Ramparts Magazine (1962 – 1975) was a left wing rag, a frequent mouthpiece for KGB misinformation, and a booster of rank conspiracy theories — and we would be much worse off today, had it never existed. The extreme viewpoints of the Ramparts staff, and the associated willingness to work outside of traditional systems of power, made the magazine the perfect platform for some of the most necessary journalism of the time. Ramparts published the first-ever interview with an NSA leaker/whistleblower, providing the very first look at the incredible sophistication of global surveillance, and it helped expose the CIA’s use of aid organizations to cover covert actions in Vietnam. Its founders have gone on to help create publications like Rolling Stone, Mother Jones, and TruthDig.
The 1966 Ramparts article on the Michigan State University Group became one of the defining narratives of the anti-Vietnam War movement.
The point is not that Ramparts was denounced by the establishment as propaganda and, yes, fake news, but that Ramparts really was both of those things, from time to time. Back when ideas could only really be disseminated over government-regulated airwaves and newsstands on government-run streets, the constitutional principle of free speech protected outlets like Ramparts. More extreme political magazines and even proto-trolling publications like the National Enquirer dropped the bar even lower, kept in check by little more than plagiarism and libel laws. Back then, the question of what to do about fake news was a largely academic — with the exception of anti-socialists in the Cold War, few wanted the government to crack down on speech. Since the government was the only body that could crack down, the whole situation ultimately came to nothing (except for the socialists).
Now, of course, the situation is very different. In most places, the conventional airwaves host a smaller and smaller proportion of the most important content, and the weakness of the modern media business keeps well-meaning new entrants from being able to compete in physical space. In the internet age, the most important point of distribution for news and information is social media — but since privately held companies like Facebook aren’t subject to the same restrictions as the government, they have far more leeway in how to take advantage of that position of power.

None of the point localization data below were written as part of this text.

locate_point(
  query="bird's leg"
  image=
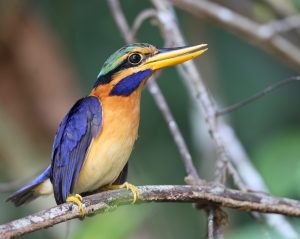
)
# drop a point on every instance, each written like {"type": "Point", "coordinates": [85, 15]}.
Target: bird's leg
{"type": "Point", "coordinates": [128, 186]}
{"type": "Point", "coordinates": [77, 199]}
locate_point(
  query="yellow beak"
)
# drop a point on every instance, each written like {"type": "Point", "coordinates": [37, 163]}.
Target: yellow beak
{"type": "Point", "coordinates": [173, 56]}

This means it’s worth asking what we might have lost, had Ramparts‘ genuinely incorrect assertions about, say, the Kennedy assassination, been able to trigger a freeze on the majority of the magazine’s distribution. Personally, I think we gained more through the dissemination of the magazine’s true ideas than we lost through the dissemination of its false ones, and I think its more ideological approach to journalism is directly responsible for its ability to dig up or attract those few vital stories it reported that more traditional outlets could not. Radical political newsletters have always been a vital part of challenging power and keeping the government in check, but they’ve also been a constant source of offensive or outright false information.
BatBoy was an infamous, long-running fake news story from the Weekly World News.

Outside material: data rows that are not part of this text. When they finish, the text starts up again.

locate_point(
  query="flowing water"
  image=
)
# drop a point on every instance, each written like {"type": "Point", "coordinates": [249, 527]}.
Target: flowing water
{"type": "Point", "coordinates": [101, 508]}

Though they might not even see it this way themselves, from an outside perspective the overall strategy of these publications could be generously described as lowering the standards of evidence so they can catch those truths that just so happen to be very difficult to verify to a newspaper editor’s satisfaction, but which might nonetheless be true and important. This can obviously be used as cover for less principled uses; the aforementioned National Enquirer has published some interesting exposés, and recently managed dig up a story that got it genuine consideration for a Pulitzer Prize, but the tabloid’s net effect overall has still been to lower the amount of true and important knowledge in the world.
In this way, fake news of the modern sort is not so different from the various political rags of old, and especially similar if much of it turns out to be foreign counter-intelligence. So it’s tempting to think that the impact might not be much greater, and that all the current worrying is for nothing — but those radical old magazines were visibly different from newspapers, they were found in different places, and they came from different people. On Facebook, and the internet in general, there are fewer built-in sorting methods to let people naturally differentiate the status quo from the radical outsider, and adjust their thinking accordingly.

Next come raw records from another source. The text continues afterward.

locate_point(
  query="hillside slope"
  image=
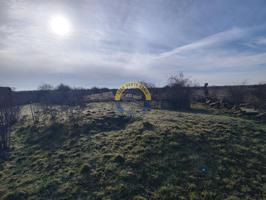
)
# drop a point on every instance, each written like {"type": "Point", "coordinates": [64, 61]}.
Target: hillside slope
{"type": "Point", "coordinates": [97, 154]}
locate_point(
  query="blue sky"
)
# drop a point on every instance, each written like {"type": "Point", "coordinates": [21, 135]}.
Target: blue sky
{"type": "Point", "coordinates": [111, 42]}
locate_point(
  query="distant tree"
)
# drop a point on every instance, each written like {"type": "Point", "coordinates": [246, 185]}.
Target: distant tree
{"type": "Point", "coordinates": [45, 87]}
{"type": "Point", "coordinates": [147, 84]}
{"type": "Point", "coordinates": [63, 87]}
{"type": "Point", "coordinates": [179, 80]}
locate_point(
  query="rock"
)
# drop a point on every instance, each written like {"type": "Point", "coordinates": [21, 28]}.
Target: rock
{"type": "Point", "coordinates": [249, 111]}
{"type": "Point", "coordinates": [261, 116]}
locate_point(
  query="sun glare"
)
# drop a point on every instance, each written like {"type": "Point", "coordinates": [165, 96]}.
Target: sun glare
{"type": "Point", "coordinates": [60, 25]}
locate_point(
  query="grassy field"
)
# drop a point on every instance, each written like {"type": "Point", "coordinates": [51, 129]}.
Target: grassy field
{"type": "Point", "coordinates": [95, 153]}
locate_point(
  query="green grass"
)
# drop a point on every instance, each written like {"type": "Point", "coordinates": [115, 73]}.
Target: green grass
{"type": "Point", "coordinates": [97, 154]}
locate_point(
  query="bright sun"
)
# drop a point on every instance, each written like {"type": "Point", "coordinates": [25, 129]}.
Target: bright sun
{"type": "Point", "coordinates": [59, 25]}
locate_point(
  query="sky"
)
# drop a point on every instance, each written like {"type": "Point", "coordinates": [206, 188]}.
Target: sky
{"type": "Point", "coordinates": [104, 43]}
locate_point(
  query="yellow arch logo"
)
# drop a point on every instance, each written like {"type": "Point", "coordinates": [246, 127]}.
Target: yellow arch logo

In the face of this new trend, and still reeling from an upset Trump victory that many partially credit to fake news stories, left-leaning users and politicians alike demanded that Facebook step up and save them from extreme gullibility — that is, the extreme gullibility of other people. But Zuckerberg doesn’t want to step up and enforce a blacklist of fake cash-grab news sites, because then he would have to take responsibility for that list being too harsh, not harsh enough, or more likely both at the same time. So, Facebook is offloading this problem on the same team of problem-solvers Silicon Valley has used so many times in the past: the crowd.
Facebook wants to begin using a more aggressive “flagging” system so users can alert them to potentially fake news. If the social media giant ends up rejecting the vast majority of these take-down mobs and removes only the most obvious and egregious examples of fake news, this could very well work. If it begins to take down what we might call genuine ignorance, rather than just cynical trickery, it will meaningfully harm democracy, and society as a whole by stifling free (yes, even sometimes false) expression. This has the potential to become little more than users voting on the legitimacy of ideas — which would be pretty ironic, as part of a quest to reinforce the importance of objective truth.
The nonexistent Denver Guardian has become the symbol of an entire fake news panic.
In addition, this all has the potential to increase the echo-chamber aspect of social media. If flagging of fake, or potentially someday just offensive news becomes widespread, the natural shift will be toward making sure your news postings only go out to a group that is less and less likely to flag them. The flag, implemented too eagerly, could end up causing a decline in omnivorous political reading just as easily as a decline in fake news — or an even more extreme split, in which a large portion of America moves away from Facebook entirely, and toward a more segregated and “friendly” environment.
This is the leaflet that led Oliver Wendel Holmes to coin the line about shouting fire in a crowded theater. Click it, and read it. How threatened do you feel?
Thankfully, Facebook seems to be extremely reluctant to get involved at all, as seen in its decision to pull humans out of trending news entirely. This might not just be up to Mark Zuckerberg, however, as legislators in the EU and elsewhere are looking to blow right past any sort of reasonable implementation and fine Facebook 500,000 Euro if it doesn’t delete a particular link within 24 hours of a government’s all-knowing demand to do so. Such a policy basically destroys the distinction between private and government censorship, and it’s an interesting idea to see coming out of a country like Germany, which is usually so touchy about anything remotely resembling fascism.
These are the tools necessary to do real censorship of real and important ideas. Whether Facebook intends to use them that way initially or not, and I’m sure it doesn’t, the simple fact is that there’s no other way a trend toward censorship could possibly start, than this. Simply by setting a precedent that this can be done, by creating the software tools and acclimatizing the public to the idea that their view of current events has been pre-fact checked by their peers and even less accountable forces, Facebook is stepping toward a precipice. And when it has significantly more users than China has citizens, that means it’s taking the whole world right along with it.
If it accepts the impossibility, and indeed the active harm, of trying to root out all falsehood from Facebook, this new approach to news doesn’t have to be a disaster. But with governments, users, and shifting corporate leaders all struggling to reform the conversation according to their own best interests, such a measured way forward seems unlikely, to say the least.